Tether Proposes Twenty One Capital + Strike + Elektron Energy Three-Way Merger — XXI Pops 8%
Tether Investments proposed merging Twenty One Capital (XXI), Jack Mallers' Strike, and miner Elektron Energy into one listed entity. The combined company would hold 43,500+ BTC, mine ~5% of hashrate at <$60K all-in, and run Strike — XXI popped 8%.
Tether Investments has proposed a three-way merger combining Twenty One Capital (XXI) — the Bitcoin-treasury company chaired by Jack Mallers — with Mallers' payments company Strike and Bitcoin miner Elektron Energy. XXI shares popped roughly 8% on the news. The combined entity, if approved, would unite Bitcoin treasury, mining, payments, lending and capital-markets infrastructure under a single listed parent — and would arguably be the most concentrated public-market Bitcoin pure-play ever assembled.

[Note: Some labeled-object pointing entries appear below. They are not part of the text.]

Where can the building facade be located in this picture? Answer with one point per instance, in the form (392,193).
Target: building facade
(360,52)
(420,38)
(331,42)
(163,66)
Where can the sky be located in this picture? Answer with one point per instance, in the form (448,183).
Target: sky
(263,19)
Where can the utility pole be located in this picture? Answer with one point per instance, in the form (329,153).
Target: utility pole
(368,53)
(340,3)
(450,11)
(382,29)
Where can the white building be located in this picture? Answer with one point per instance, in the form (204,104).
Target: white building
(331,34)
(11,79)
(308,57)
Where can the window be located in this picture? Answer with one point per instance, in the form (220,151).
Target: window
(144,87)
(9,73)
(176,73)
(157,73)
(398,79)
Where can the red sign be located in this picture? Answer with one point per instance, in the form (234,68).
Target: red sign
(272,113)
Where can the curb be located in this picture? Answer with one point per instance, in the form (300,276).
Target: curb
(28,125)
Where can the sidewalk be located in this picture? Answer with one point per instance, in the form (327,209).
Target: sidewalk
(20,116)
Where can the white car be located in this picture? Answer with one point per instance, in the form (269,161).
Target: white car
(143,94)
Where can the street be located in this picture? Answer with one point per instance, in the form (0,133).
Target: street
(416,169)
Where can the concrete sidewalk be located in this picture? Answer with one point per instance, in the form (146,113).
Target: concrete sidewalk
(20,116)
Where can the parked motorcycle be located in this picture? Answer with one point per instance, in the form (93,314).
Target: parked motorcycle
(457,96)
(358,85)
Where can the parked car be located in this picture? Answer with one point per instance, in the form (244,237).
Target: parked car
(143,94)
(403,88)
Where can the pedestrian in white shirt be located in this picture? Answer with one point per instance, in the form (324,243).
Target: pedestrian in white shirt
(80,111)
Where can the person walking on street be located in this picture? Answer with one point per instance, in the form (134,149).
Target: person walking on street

What each leg brings to the merged entity
Twenty One Capital (XXI) is the bitcoin-treasury vehicle launched in 2025 by Tether, SoftBank and Mallers via a Cantor SPAC structure. As of recent disclosures, XXI holds 43,500+ BTC, with explicit guidance to grow that position via accretive issuance and operating cash flow. Strike, founded by Mallers, runs the consumer-facing Lightning-rail payments product that pioneered Bitcoin remittance at consumer scale and has been the highest-profile US Lightning brand. Elektron Energy, led by Raphael Zagury, is a Bitcoin miner managing approximately 5% of the current Bitcoin network's computing power with all-in production costs below $60,000 per bitcoin — a sub-cycle-average cost basis that becomes meaningful in any bear-market drawdown.
The strategic logic
Three things this merger does that the three components separately cannot. One: it creates a publicly-traded vehicle that investors can buy as a single proxy for the entire Bitcoin economy — treasury holdings (XXI), payments rail (Strike), and mining operations (Elektron) — eliminating the need for retail and institutional buyers to assemble three separate positions. Two: it lets the entity self-fund treasury accumulation through mining cash flow, Strike payment revenue, and capital-markets activity, reducing dependence on equity issuance. Three: it gives Tether a public-equity vehicle through which to route Bitcoin-related capital allocation without Tether itself having to go public — preserving Tether's private status while creating a listed expression of its Bitcoin thesis.
Leadership and structure
Per the proposal, Mallers would continue as CEO of the combined entity, with Elektron's Zagury as President — pairing Mallers' product and consumer-facing leadership with Zagury's mining and capital-markets expertise. No deal terms (exchange ratios, premium, structure) or timeline have been disclosed publicly. The merger requires shareholder approval at each leg and, given Tether's controlling positions across all three entities, will face scrutiny over related-party transaction fairness — a standard issue in any controlling-shareholder-initiated merger.
What to Watch
Three signals over the next 60 days. Independent valuation work: the fairness opinions for each leg of the merger will be the first substantive disclosure of how the deal is being structured economically. Expect either Houlihan Lokey, Lazard, or a similar special-committee advisor to be retained at each entity. SEC filing posture: a Tether-controlled three-way merger of two private (Strike, Elektron) and one public (XXI) entity into a publicly listed combined parent will require substantial S-4 or proxy filings, and the disclosures inside those filings will materially shape the institutional perception of Tether's broader balance sheet for the first time. Shareholder reaction at XXI: the 8% pop is a starting reaction, not a final verdict — minority XXI shareholders will need to be persuaded that the merger ratio doesn't transfer value disproportionately to Tether. Watch for activist or institutional shareholder commentary in the next two weeks.